In integer encoding, the combination of uniform crossover operation and conservative repair method showed the best results overall. However, in cases of the random repair method, the crossover operation with better performance depended on the value of k; when k was small, uniform crossover operations found better solutions than those of one-point crossover, and when k was large, one-point crossover operations found better solutions. These results are because, with uniform crossover operations, the GAs did not converge enough for large k instances. Therefore, by conducting experiments with more offspring generations, different results can be produced. However, except for the instances with k value 40, uniform crossover operations were better than one-point crossover operations overall. The conservative repair method was worse than the random repair method when one-point crossover operators were used. However, with uniform crossover operations, the conservative repair method was better than the random repair method.

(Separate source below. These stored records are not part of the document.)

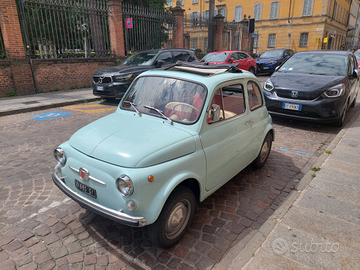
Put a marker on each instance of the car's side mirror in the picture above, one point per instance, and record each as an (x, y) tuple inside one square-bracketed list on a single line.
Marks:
[(159, 63)]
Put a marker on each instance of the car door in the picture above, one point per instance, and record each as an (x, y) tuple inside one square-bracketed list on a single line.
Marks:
[(353, 80), (226, 136), (258, 116)]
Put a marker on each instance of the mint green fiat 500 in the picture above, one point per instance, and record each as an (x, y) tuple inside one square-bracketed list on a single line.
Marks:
[(176, 137)]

Throughout the experiments, one-point crossover operations converged quicker than those of uniform crossover. Uniform crossover operations maintained a diversity of solutions in the population better than that of one-point crossover. Despite the faster convergence of one-point crossover, its lack of diversity often resulted in premature convergence to suboptimal solutions. On the other hand, uniform crossover’s ability to preserve diversity in the population allowed for a more thorough exploration of the search space. Since the search space in binary encoding is discrete, conservative repair, which inherits genes from parent solutions, failed to maintain the diversity of offspring. In contrast, random repair allowed for greater exploration of the search space, resulting in better performance. In integer encoding, random repair satisfies the cardinality constraint k by adding new subsets randomly, which can introduce low-quality solutions into the offspring. In contrast, conservative repair tends to preserve subsets inherited from the parent solution, thereby maintaining well-performing components that contribute to better overall solution quality.

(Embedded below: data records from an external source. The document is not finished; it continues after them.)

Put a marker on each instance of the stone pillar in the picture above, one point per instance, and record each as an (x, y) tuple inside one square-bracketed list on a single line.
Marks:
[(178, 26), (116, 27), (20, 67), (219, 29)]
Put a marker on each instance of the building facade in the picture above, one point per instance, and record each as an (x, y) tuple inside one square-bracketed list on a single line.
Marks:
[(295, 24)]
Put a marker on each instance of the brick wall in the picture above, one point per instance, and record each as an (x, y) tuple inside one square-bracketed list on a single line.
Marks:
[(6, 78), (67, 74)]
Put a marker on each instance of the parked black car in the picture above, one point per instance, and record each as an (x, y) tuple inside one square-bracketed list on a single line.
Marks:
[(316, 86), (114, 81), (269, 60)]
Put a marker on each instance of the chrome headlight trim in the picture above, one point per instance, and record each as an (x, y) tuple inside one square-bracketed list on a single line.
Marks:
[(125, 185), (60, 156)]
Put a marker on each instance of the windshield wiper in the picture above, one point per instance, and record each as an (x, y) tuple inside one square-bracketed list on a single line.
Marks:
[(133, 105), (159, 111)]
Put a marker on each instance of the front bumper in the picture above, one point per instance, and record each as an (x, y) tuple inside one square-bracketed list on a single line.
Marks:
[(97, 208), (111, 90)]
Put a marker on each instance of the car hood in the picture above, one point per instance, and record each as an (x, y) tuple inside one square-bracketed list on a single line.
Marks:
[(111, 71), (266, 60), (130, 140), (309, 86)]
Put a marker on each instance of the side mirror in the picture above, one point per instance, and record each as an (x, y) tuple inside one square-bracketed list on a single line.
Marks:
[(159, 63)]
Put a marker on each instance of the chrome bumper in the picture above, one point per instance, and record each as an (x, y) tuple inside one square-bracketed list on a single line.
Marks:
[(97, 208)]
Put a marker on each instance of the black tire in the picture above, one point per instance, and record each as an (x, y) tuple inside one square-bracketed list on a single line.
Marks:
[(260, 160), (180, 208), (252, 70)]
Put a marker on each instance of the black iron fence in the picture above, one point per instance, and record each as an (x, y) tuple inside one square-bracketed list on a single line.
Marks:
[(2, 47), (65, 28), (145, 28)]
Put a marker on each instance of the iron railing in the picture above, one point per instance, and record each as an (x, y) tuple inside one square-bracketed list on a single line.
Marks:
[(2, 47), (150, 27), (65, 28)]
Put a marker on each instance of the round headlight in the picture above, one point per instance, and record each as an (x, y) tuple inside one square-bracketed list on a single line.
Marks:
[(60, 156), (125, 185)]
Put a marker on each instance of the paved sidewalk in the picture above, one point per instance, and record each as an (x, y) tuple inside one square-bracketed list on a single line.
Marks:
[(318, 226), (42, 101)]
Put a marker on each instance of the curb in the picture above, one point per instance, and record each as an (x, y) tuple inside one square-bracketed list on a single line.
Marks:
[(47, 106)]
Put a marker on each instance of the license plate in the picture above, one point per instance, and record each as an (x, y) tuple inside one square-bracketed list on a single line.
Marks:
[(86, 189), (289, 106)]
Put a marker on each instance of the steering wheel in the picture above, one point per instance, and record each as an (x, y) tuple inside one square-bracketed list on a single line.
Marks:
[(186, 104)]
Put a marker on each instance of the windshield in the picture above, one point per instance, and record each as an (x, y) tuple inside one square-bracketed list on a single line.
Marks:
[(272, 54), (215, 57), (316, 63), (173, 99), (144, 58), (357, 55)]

In binary encoding, the combination of uniform crossover operations and the random repair method was the best, while in integer encoding, the combination of uniform crossover operations and the conservative repair method was the best. Between the two encoding methods, GA runs with the binary encoding framework showed better performance than GA runs with the integer encoding framework in terms of objective values. Conversely, in terms of time utility, integer encoding was much better because the length of the encoded solution using integer encoding is much shorter than that using binary encoding.

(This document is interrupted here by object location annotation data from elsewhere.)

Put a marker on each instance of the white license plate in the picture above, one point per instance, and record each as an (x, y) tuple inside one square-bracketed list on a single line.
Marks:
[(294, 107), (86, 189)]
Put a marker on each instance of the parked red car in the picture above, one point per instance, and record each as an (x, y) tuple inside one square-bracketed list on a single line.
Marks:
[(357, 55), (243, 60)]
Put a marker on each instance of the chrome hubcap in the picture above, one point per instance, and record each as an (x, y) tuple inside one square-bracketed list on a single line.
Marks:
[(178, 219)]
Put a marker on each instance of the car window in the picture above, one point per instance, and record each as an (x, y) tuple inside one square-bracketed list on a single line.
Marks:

However, this study has several limitations. Although we conducted experiments on various instances, there is a need to investigate a broader range of crossover strategies. In addition, further comparative studies are required to evaluate the effectiveness of the operator combinations used in this work on other types of optimization problems beyond the MKCP, and to assess their applicability to real-world problems.
In this study, the effective combination of encodings and genetic operators for the MKCP was shown; however, the relationship between encodings and genetic operators was not analyzed in detail.